Marine Insurance Company Warns of Risks of Shipping Containers on Vessels Other Than Purpose-Built Containerships
With continued chaos driving record-high freight rates in container shipping, some shippers have been forced seek more creative ways of moving cargo point A to B, including turning to bulk carriers and general cargo ships for their transportation needs.
But with great risk comes, well, great risk. According to a recent report from marine claims consultancy WK Webster, last month the bulk carrier Great Beauty was forced to return to port in China after containers stowed in its holds shifted and collapsed during heavy weather while sailing from Taicang, China to Savannah, Georgia. It is now possible that General Average may be required as work to clean up and investigate the incident is underway.
After receiving a number of enquiries regarding the carriage of containers on vessels not primarily designed to carry containers, P&I club Steamship Mutual has now issued guidance alerting its members to the risks associated with the practice.
As Steamship Mutual points out in its Risk Alert RA 74, container stack collapse and loss of containers overboard are not uncommon in container shipping, even in vessels specifically designed to carry containers.
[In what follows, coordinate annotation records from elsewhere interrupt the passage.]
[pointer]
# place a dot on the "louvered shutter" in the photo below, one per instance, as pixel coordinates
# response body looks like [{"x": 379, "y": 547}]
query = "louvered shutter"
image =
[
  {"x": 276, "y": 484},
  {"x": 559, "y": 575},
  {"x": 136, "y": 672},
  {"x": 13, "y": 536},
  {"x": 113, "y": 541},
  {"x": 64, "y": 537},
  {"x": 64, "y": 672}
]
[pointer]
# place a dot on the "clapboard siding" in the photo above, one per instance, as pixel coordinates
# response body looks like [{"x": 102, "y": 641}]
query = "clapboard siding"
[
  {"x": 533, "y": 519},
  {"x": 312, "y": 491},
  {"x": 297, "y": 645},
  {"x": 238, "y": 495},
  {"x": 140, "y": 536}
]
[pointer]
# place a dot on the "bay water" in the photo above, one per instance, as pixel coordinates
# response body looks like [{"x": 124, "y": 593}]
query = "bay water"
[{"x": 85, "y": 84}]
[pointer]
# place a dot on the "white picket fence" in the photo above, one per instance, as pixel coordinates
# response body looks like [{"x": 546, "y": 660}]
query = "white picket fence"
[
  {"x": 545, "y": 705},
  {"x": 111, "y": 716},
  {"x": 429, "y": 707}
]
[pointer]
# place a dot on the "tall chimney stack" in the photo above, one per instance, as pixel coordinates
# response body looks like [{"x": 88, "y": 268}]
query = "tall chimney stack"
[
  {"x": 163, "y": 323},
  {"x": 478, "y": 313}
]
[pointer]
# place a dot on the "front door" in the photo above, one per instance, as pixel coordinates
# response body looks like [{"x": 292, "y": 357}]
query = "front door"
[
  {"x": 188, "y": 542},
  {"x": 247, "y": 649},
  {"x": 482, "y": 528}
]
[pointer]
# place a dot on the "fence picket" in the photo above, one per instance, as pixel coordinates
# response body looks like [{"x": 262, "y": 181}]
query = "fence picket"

But loading containers on vessels other than purpose-built containerships poses additional risks that shippers should consider in order to ensure coverage.
Steamship Mutual’s new guidance is intended to provide information to members concerning risks presented by such operations and draws attention to the need to ensure that a ship is suitable for the safe loading, carriage and discharge of cargo and is equipped with the appropriate means of securing such cargo. It also identifies some of the primary information gathering and reporting necessary for considering such activities, along with other considerations of due diligence and risk assessment to mitigate and minimize the potential risks.
Steamship Mutual also points out that the carriage of containerized cargoes on vessels that are not specifically designed for that purpose may well constitute a material change of risk within the meaning of “Rule 6 v,” and therefor it’s important that they are notified in advance of such operations being undertaken in order to reduce the potential for coverage to be prejudiced.
“Members should evaluate if the vessel and stowage locations intended for the carriage of containerised cargo have the required structural strength and can be adequately adapted for safe carriage of the cargo,” Steamship Mutual says in the guidance.
The guidance also provides some information on some key aspects for consideration, such as having a class approved stowage and securing plan, when conducting primary and any subsequent assessments to ascertain vessel suitability for the carriage of proposed containerized cargo.